The previous text match on signtool output was flaky: signtool interleaves
stdout (chain details) and stderr (error), so the wrapped "untrusted root"
phrase stayed contiguous for one file but was split for another, causing the
verify step to pass orca-slicer.exe but throw on OrcaSlicer.dll.
Use Get-AuthenticodeSignature instead, whose StatusMessage is a single clean
string, to decide the untrusted-root exception. signtool remains the strict
primary check; this only governs the -AllowUntrustedRoot test-cert path.
The verify script accepted both signed binaries and printed "verification
passed", but the step still failed: signtool exits 1 on the untrusted test
root, and GitHub's pwsh wrapper exits with that lingering $LASTEXITCODE.
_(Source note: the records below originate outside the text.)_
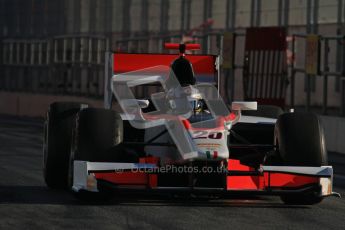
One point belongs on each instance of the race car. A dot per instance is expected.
(182, 138)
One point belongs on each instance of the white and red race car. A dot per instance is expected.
(181, 137)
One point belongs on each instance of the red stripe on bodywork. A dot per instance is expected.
(288, 180)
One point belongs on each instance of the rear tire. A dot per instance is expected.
(57, 142)
(301, 142)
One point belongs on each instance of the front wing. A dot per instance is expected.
(271, 180)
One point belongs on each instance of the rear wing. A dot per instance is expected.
(206, 67)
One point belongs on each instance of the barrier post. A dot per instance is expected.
(312, 60)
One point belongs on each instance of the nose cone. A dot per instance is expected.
(183, 70)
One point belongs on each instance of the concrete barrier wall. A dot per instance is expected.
(35, 105)
(335, 133)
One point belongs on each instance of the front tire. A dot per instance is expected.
(300, 141)
(57, 142)
(98, 137)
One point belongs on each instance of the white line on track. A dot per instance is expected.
(338, 176)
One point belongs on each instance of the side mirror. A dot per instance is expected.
(244, 105)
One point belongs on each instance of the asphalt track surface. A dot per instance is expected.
(26, 203)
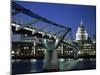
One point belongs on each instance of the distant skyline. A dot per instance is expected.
(65, 14)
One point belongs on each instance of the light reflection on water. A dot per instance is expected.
(33, 65)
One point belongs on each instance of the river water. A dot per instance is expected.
(35, 66)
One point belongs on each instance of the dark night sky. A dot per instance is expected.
(65, 14)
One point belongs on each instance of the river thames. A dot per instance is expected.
(36, 66)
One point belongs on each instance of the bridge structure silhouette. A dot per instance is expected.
(49, 33)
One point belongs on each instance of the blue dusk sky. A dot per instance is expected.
(64, 14)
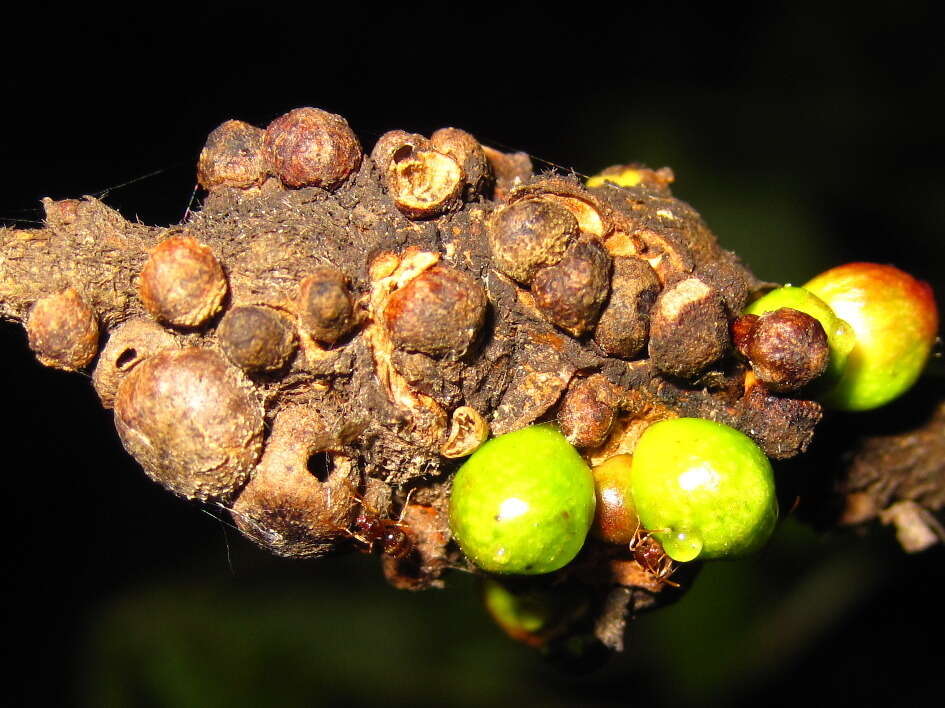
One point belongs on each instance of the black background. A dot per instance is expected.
(807, 134)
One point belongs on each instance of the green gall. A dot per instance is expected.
(703, 489)
(523, 502)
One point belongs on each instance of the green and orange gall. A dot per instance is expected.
(895, 321)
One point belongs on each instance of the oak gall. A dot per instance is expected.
(624, 324)
(232, 157)
(572, 292)
(689, 329)
(787, 348)
(128, 345)
(530, 235)
(325, 307)
(63, 331)
(309, 147)
(182, 284)
(256, 338)
(191, 421)
(438, 313)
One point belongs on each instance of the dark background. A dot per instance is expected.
(806, 134)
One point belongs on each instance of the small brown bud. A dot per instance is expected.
(299, 502)
(572, 292)
(438, 313)
(742, 329)
(530, 235)
(190, 420)
(182, 284)
(624, 324)
(423, 183)
(468, 153)
(232, 157)
(587, 411)
(325, 308)
(63, 331)
(127, 346)
(510, 169)
(256, 338)
(468, 430)
(787, 349)
(615, 518)
(309, 147)
(688, 329)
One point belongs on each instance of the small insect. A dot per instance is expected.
(380, 534)
(649, 553)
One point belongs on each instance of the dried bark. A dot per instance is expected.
(404, 311)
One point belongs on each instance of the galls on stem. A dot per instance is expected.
(63, 331)
(309, 147)
(232, 157)
(182, 284)
(438, 313)
(325, 306)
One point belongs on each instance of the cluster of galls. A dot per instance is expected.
(624, 294)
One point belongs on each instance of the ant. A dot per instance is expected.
(380, 534)
(649, 553)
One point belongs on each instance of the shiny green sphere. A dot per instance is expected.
(523, 502)
(703, 489)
Add an explicit `exit 0` on the success path so the step passes.
signtool verify /pa exits non-zero when the certificate chain terminates in
an untrusted root, which is always the case for the SignPath self-signed test
certificate. Add an -AllowUntrustedRoot switch to verify-authenticode.ps1 that
accepts a signed-but-untrusted-root result (while still failing on unsigned or
otherwise invalid files), and pass it from the workflow during test-signing.
Remove the switch once signing-policy-slug moves to release-signing with a
production CA-issued certificate, so release builds enforce a fully trusted chain.
Add SignPath artifact configuration (windows-portable-v1) signing only the
first-party binaries orca-slicer.exe and OrcaSlicer.dll, plus verification
and inventory scripts. The Windows build job uploads the unsigned portable
bundle, submits it to SignPath (test-signing), verifies the returned
signatures, and rebuilds the installer/zip from the signed binaries.
project-slug matches the SignPath project (OrcaSlicer).